The DBFS components and the two
tFileInputDelimited components are configured to load data from
DBFS into the Job.
Procedure
-
Double-click tDBFSConnection to open its Component view.
Example
-
In the Endpoint field, enter the URL address of your Azure Databricks workspace. This URL can be found in the Overview blade of your Databricks workspace page on your Azure portal. For example, this URL could look like https://adb-$workspaceId.$random.azuredatabricks.net.
-
Click the [...] button next to the Token field to enter the authentication token generated for your Databricks user account. You can generate or find this token on the User settings page of your Databricks workspace. For further information, see Personal access tokens from the Azure documentation.
-
Double-click tDBFSGet to open its Component view.
Example
-
Select Use an existing connection to use the connection information defined in tDBFSConnection.
-
In the DBFS directory field, enter the path to the directory in
DBFS in which the files about movies and their directors are stored.
-
In the Local directory field,
enter the path, or browse to the folder in which the files to be downloaded from DBFS
are stored.
This directory is created on the fly if it does
not exist.
-
From the Overwrite file drop-down list, select always to overwrite the files if they already
exist in the target directory in the local file system.
-
In the Files table, add one
row by clicking the [+] button in order to
define the criteria to select the files to be copied.
-
In the Filemask column, enter an asterisk (*) within the double
quotation marks to make tDBFSGet select all
the files stored in the folder you specified in the Local directory field.
-
Leave the New name column
empty, that is to say, keep the default double quotation marks as is, so as to
make the name of the files unchanged after being uploaded.
-
Expand the File delimited node under the Metadata node in the Repository to display the movies schema metadata node you have set up as
explained in Preparing the movies metadata.
-
Drop this schema metadata node onto the movie
tFileInputDelimited
component in the workspace of the Job.
-
Double-click the movie
tFileInputDelimited
component to open its Component view.
This tFileInputDelimited has automatically reused the movie
metadata from the Repository to define the related parameters in its
Basic settings
view.
-
Click the File name/Stream
field to open the Edit parameter using
repository dialog box to update the field separator.
This tFileInputDelimited
is reusing the default file location which you have defined for the
File delimited metadata.
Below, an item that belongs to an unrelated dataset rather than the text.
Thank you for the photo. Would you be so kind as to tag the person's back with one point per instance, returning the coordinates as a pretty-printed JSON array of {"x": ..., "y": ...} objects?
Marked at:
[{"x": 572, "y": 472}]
You need to change it to
read the movie file from theh directory in which this
file is downloaded from DBFS.
-
Select Change to built-in
property and click OK to validate your choice.
The File name/Stream
field becomes editable.
-
Enter the directory where the the movie file downloaded
from DBFS is stored
-
Double-click the director
tFileInputDelimited
component to open its Component view.
-
Click the [...] button next to
Edit schema to open the schema
editor.
-
Click the [+] button twice to
add two rows and in the Column column,
rename them to ID and Name, respectively.
-
Click OK to validate these
changes and accept the propagation prompted by the pop-up dialog box.
-
In the File name/Stream field, enter the directory where the data
about the movie directors is stored.
-
In the Field separator field, enter a comma (,) within double
quotation marks.
Results
The tFileInputDelimited components are now configured to load the movie
data and the director data to the Job.